Search This Blog

Monday, October 12, 2015

Social Skills Training Program at UCLA

In The Politics of Autism,  I write about the lack of research on (and resources for) autistic adults.

At The Los Angeles Times, Amina Khan reports on a program at UCLA, quoting its director, Professor Elizabeth Laugeson:
Autism is often thought of as a childhood disease, Laugeson says, and very little research has focused on adults. Resources for young people on the spectrum plummet after they turn 18.
"It's almost as if we forgot that these kids grow up," she says.

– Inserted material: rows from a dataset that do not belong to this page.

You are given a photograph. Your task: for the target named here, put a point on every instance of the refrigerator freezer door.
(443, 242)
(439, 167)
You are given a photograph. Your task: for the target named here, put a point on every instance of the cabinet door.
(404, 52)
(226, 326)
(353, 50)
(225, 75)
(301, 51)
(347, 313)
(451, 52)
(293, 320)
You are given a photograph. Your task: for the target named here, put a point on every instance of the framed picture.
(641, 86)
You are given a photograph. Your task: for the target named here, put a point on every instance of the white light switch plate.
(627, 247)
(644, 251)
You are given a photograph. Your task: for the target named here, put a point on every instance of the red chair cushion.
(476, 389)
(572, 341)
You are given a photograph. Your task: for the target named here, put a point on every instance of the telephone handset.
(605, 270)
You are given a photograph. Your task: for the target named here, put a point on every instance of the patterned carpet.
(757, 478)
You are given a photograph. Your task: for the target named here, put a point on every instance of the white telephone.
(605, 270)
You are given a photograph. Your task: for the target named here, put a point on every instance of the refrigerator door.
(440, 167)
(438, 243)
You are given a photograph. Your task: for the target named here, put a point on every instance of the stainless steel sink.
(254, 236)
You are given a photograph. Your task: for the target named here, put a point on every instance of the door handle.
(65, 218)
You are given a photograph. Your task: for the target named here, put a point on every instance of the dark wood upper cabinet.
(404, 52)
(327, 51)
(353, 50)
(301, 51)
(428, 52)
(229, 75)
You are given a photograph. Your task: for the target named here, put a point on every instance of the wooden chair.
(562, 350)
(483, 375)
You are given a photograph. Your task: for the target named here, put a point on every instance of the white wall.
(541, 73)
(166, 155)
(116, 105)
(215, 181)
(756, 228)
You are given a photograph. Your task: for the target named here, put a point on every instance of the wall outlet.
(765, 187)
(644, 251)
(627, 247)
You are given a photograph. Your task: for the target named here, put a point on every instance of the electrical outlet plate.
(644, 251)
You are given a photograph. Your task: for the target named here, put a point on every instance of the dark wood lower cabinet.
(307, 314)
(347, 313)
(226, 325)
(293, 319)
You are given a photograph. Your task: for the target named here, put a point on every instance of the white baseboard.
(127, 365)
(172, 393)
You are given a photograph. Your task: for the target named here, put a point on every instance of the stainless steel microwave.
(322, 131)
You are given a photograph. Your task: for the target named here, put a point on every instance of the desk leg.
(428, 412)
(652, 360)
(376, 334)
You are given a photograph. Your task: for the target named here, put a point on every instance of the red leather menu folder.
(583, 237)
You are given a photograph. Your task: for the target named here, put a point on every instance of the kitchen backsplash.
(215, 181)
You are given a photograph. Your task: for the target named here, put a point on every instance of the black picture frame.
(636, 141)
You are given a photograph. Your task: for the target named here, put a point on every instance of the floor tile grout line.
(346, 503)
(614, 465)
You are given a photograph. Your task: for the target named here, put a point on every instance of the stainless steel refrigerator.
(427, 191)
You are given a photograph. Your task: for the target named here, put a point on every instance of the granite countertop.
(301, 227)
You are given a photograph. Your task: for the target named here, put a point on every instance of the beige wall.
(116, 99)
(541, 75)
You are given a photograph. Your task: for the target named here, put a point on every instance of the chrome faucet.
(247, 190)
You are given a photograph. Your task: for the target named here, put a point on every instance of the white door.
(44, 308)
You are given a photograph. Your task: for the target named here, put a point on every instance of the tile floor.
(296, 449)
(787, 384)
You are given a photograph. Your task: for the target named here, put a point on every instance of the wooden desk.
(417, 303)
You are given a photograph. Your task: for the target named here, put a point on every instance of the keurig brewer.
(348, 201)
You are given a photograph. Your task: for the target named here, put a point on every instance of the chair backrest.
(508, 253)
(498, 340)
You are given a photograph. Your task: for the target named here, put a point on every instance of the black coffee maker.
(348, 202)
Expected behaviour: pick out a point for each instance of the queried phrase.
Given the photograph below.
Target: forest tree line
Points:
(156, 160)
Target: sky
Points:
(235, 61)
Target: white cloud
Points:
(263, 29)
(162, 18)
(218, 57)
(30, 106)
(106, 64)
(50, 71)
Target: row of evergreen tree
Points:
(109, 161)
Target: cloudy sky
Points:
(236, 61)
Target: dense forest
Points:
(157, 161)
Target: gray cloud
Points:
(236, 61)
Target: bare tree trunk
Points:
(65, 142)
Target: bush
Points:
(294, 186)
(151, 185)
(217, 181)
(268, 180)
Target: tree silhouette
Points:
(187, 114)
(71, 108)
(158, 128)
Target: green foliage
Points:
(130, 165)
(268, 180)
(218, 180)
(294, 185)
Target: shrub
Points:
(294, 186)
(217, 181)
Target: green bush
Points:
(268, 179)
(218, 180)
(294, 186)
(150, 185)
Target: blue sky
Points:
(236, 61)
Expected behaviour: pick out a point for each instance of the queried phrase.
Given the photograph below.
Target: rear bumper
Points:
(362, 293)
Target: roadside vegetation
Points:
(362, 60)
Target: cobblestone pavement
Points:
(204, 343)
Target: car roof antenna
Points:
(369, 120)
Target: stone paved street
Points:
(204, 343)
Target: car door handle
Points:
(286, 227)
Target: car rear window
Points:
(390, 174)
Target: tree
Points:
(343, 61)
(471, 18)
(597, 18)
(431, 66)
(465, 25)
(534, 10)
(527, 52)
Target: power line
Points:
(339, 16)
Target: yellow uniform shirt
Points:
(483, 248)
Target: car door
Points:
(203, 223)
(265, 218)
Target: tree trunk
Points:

People with autism often cannot easily read the emotions of others. Tone of voice, facial expression and other verbal and nonverbal cues can be as inaccessible as a foreign language, turning the most ordinary social interactions into minefields.
This, coupled with other symptoms of autism, can have serious ramifications for young adults. Eighty-one percent of autistic people between high school and their early 20s have never lived independently; 68% have never lived apart from their parents; 64% have had no education after high school; and 42% aren't employed, according to the 2015 National Autism Indicators Report published by Drexel University's A.J. Drexel Autism Institute.
Those numbers are steep, and they don't have to be. Laugeson and other researchers say many of the right social skills — for getting a job and keeping it, for making and maintaining friendships, and for dating — can be taught, just as the underlying rules of a foreign language can be broken down and explained.
That's the goal of the Program for the Education and Enrichment of Relational Skills, or PEERS.
"A lot of people think that social skills in general are innate, that you're hard-wired in some way and that you either are born with social skills or you're not," Laugeson says. "But I think what PEERS has established is that this is actually a set of skills that can be learned, that you don't have to be born with them."